HI Bob, I pressured washed it twice already & that blew away most of the oxidized & faded top layers of paint. I've seen some newer aluminum boats like a Wooldridge that had a nice tan painted interior but looked like a really heavy texture almost like a bedliner product but thinner.

I have the Schutz gun for the 3M undercoating, wonder if that'd work for the speckled effect?
 
If it's just dots of color you can do it easily with a gravity feed gun by over reducing your paint, restricting the trigger pull to almost zero, and dial the pressure down to 2-5lbs. Test it out to get your settings right, done it many times with numerous coatings.
 
Bob Hollinshead;28504 said:
If it's just dots of color you can do it easily with a gravity feed gun by over reducing your paint, restricting the trigger pull to almost zero, and dial the pressure down to 2-5lbs. Test it out to get your settings right, done it many times with numerous coatings.

Learn something new everyday, thanks Bob.
 
it is kind of dots, more like heavy texture though. Im sure it was sprayed on but probably in the method as Bob describes but with a much thicker paint material as they're kind of blob like splatters not just paint dots. thats what made me think of the schutz gun for undercoating result.

What do you guys think of a bedliner type product for rolling over the floors, I need to replace a few pieces of the flooring with some new marine plywood & thought about rolling all the floorboards in a Lizard skin of SPI bedliner type product - would SPI bedliner work well for this?
 
The last two boats I did I used two coats of polyester resin on the plywood first (all six sides) and covered it with a good grade of indoor/outdoor carpet. It's easy on bare feet, completely washable and makes for a sharp looking interior. I don't know where you're located but methinks that bedliner would get mighty hot after several hours of direct sunlight.
 
thats a good point about the heat although the current deck coating is a black patterned coating on top of the original plywood. THe weird thing I cant seem to find any of that type of material in aftermarket - makes me wonder if it was some proprietary product for Valco at the time they made boats. Its almost like its either a really thin laminate or an embossed pattern, not sure which.....

I'm in the Seattle area so you'd think I could find almost anything marine here but not easily.
 
5wndwcpe;28530 said:
The last two boats I did I used two coats of polyester resin on the plywood first (all six sides) and covered it with a good grade of indoor/outdoor carpet. It's easy on bare feet, completely washable and makes for a sharp looking interior. I don't know where you're located but methinks that bedliner would get mighty hot after several hours of direct sunlight.

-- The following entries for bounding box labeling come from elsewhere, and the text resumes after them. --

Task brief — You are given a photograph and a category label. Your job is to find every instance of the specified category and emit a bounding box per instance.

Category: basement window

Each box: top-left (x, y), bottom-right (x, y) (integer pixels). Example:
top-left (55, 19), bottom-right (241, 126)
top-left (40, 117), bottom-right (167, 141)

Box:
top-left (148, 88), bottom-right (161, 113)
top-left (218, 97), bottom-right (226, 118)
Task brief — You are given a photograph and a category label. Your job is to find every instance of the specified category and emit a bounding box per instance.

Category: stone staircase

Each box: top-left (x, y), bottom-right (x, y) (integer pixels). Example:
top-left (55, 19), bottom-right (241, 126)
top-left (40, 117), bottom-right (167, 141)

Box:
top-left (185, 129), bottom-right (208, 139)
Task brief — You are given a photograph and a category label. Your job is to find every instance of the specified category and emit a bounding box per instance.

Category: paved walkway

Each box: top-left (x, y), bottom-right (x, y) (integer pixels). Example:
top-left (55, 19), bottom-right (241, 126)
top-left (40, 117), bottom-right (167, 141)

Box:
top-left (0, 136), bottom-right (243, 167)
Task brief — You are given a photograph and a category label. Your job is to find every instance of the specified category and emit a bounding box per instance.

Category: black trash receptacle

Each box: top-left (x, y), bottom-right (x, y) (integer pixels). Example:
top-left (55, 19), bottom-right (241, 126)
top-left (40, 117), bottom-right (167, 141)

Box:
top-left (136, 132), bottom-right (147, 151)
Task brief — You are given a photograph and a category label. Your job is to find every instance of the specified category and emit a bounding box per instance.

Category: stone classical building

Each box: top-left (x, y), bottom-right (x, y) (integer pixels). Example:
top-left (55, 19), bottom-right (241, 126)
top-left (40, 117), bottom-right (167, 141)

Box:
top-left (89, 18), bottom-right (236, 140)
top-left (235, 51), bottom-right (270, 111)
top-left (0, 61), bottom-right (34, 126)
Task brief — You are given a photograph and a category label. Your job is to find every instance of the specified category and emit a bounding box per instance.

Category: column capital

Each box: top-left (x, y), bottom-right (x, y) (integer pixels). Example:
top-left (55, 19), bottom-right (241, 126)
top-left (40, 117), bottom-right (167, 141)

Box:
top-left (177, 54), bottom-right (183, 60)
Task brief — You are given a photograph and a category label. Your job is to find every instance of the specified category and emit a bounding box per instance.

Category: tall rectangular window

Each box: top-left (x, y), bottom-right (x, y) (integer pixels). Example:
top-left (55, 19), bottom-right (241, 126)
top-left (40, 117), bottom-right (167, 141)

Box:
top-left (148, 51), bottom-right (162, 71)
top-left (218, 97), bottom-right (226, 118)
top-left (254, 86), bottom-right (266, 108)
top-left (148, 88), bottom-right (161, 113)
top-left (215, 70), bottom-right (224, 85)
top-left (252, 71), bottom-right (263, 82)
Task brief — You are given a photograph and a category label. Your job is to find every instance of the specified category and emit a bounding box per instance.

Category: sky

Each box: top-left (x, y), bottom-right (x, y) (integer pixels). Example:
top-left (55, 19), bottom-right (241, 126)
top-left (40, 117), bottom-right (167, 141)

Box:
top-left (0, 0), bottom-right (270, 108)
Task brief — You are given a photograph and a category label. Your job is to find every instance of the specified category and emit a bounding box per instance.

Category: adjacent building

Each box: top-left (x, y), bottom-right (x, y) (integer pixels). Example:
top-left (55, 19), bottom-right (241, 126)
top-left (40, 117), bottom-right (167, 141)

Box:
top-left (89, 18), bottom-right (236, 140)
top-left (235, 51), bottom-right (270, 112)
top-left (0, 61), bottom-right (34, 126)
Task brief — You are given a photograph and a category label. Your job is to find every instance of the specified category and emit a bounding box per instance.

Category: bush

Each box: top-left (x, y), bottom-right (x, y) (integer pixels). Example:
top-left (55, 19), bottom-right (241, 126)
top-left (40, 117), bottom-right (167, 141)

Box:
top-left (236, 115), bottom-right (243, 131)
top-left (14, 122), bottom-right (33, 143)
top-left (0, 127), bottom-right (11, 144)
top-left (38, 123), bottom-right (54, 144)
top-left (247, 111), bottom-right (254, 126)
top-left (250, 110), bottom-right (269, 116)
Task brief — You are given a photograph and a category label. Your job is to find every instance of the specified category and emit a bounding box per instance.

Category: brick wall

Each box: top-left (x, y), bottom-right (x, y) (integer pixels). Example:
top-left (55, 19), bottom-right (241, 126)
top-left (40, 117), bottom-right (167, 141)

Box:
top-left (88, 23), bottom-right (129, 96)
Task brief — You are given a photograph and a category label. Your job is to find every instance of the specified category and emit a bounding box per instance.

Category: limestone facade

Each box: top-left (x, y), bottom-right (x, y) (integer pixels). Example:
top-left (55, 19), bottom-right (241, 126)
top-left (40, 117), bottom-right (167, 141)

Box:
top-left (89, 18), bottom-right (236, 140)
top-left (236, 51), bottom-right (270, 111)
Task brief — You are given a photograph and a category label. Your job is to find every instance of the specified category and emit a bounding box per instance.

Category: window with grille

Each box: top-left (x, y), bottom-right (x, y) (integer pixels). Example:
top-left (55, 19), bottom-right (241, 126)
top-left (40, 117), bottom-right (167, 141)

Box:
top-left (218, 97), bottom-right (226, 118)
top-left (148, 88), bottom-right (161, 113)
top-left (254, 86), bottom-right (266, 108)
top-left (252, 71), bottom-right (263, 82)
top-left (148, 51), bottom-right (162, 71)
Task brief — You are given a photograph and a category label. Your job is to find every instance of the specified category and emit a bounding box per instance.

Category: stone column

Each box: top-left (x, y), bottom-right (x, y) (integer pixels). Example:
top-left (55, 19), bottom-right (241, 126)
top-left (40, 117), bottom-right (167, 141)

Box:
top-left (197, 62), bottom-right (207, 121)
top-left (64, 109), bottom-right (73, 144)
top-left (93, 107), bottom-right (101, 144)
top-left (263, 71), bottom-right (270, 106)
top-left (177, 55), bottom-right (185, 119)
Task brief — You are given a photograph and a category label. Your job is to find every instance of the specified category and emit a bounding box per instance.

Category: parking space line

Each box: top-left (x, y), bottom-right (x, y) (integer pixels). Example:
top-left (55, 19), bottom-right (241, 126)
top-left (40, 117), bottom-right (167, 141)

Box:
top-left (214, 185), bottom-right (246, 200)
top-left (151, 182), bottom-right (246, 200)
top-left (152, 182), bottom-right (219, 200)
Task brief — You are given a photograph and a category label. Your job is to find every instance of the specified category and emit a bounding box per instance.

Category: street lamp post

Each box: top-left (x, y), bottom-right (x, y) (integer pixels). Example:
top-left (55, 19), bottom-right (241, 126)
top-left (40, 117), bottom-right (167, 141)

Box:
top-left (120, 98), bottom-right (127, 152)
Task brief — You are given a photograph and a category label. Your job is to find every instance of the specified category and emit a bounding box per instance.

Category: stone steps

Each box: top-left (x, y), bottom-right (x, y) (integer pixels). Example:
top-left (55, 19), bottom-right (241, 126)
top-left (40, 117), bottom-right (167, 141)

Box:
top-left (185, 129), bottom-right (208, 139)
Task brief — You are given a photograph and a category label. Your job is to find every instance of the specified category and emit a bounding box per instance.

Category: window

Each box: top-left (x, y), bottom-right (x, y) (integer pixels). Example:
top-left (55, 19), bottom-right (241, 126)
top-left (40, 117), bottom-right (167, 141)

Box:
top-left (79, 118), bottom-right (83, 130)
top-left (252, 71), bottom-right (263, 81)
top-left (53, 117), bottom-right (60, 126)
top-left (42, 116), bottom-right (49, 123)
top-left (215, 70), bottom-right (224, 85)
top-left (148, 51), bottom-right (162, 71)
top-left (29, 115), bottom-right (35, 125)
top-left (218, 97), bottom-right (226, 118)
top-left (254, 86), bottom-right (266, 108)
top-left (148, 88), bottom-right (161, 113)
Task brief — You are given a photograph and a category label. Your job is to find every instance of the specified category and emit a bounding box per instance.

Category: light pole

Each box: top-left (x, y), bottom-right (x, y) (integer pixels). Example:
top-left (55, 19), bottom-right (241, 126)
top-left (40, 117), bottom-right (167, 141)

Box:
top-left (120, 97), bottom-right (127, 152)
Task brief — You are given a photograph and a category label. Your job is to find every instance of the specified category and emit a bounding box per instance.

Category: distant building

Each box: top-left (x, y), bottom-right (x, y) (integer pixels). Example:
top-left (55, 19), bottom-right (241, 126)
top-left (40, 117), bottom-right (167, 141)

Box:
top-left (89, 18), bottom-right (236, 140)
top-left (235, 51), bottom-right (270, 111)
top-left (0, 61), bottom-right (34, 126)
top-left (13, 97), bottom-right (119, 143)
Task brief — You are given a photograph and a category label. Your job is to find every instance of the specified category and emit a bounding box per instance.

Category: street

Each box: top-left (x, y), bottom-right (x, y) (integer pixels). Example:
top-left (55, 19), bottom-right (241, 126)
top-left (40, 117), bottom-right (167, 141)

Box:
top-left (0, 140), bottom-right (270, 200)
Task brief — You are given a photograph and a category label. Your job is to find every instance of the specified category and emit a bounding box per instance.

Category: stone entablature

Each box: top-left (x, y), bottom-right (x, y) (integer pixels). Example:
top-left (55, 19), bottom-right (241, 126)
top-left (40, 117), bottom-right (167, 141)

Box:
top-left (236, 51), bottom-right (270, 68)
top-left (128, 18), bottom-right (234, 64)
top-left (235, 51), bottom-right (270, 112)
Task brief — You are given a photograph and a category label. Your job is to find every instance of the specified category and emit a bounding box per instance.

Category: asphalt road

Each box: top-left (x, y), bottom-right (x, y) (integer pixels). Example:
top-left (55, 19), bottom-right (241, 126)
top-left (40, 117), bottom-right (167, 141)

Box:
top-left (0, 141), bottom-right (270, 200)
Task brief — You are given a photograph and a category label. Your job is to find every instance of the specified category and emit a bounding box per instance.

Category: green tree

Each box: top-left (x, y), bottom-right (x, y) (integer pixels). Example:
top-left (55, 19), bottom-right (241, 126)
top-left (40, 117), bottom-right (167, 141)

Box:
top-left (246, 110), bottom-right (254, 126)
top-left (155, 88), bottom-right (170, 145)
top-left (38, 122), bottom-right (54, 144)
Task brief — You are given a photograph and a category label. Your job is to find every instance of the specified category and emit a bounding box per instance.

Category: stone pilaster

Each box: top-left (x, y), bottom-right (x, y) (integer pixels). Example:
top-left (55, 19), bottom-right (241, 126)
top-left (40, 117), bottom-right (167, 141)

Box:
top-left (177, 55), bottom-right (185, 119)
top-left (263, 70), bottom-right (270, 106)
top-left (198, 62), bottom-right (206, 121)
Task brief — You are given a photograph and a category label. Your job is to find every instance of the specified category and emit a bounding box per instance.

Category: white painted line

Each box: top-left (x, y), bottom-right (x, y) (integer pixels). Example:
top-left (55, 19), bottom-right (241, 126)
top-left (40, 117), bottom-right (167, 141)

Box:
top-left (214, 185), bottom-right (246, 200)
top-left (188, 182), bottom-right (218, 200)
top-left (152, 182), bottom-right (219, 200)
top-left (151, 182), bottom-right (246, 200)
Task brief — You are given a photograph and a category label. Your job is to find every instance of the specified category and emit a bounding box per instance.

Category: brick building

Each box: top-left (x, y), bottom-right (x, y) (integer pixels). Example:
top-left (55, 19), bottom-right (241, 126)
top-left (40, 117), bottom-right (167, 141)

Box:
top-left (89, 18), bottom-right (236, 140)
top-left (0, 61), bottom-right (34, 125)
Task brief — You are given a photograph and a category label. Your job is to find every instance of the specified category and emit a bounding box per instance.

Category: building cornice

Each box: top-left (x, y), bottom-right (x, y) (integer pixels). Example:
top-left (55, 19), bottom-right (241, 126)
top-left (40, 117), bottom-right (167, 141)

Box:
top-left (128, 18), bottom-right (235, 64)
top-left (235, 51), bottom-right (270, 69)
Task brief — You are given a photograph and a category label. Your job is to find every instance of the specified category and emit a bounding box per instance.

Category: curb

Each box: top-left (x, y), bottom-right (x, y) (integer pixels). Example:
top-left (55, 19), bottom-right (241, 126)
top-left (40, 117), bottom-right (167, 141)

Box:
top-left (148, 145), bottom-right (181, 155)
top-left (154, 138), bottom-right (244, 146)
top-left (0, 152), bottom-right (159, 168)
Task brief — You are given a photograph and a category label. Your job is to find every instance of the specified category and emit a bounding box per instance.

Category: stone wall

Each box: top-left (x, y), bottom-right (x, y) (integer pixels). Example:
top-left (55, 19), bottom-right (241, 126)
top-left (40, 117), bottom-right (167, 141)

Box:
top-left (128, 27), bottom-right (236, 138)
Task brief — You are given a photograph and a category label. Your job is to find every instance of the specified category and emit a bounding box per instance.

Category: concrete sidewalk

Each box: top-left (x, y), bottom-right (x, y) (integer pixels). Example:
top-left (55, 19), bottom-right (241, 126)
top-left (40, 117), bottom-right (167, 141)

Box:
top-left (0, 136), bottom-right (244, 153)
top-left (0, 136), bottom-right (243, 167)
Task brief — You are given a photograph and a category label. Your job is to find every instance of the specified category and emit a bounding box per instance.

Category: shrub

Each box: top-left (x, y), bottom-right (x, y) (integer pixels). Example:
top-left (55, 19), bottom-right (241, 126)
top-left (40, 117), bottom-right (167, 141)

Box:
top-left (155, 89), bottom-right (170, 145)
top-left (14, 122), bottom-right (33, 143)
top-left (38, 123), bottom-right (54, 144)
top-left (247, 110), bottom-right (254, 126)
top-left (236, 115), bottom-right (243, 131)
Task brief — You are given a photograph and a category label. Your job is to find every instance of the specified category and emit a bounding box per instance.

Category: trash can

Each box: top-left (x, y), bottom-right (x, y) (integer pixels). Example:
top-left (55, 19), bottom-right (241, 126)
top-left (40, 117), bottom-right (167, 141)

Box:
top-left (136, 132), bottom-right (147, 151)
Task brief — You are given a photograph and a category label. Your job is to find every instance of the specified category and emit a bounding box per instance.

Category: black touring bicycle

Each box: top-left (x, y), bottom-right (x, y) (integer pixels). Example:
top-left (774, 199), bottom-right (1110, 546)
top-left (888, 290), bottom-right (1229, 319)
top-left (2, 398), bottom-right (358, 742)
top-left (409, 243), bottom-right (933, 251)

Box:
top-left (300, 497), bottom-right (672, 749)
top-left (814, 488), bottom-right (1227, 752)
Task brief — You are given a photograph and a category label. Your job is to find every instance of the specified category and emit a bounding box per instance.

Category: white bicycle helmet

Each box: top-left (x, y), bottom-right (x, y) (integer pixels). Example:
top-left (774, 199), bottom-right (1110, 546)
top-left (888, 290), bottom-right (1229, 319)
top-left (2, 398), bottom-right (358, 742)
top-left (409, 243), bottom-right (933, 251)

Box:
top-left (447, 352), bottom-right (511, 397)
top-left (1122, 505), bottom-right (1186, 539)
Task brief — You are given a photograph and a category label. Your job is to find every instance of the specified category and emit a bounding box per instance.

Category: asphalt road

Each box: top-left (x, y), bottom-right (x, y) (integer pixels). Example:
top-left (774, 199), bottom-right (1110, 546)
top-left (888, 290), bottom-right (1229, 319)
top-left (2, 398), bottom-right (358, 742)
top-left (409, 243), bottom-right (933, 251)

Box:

I did that once as well on 20' wood floored I/O boat. I remember when I went to sell it, the one guy starts jumping up and down on the floor to test it and I just smirked and said you aren't going to break this floor. :encouragement:

As said, carpet is the easier and cooler route. If you go bedliner or Lizard Skin you need to add an anti-skid agent (usually sand blasting sand) for anti-skid effect or you will bust your rear when wet.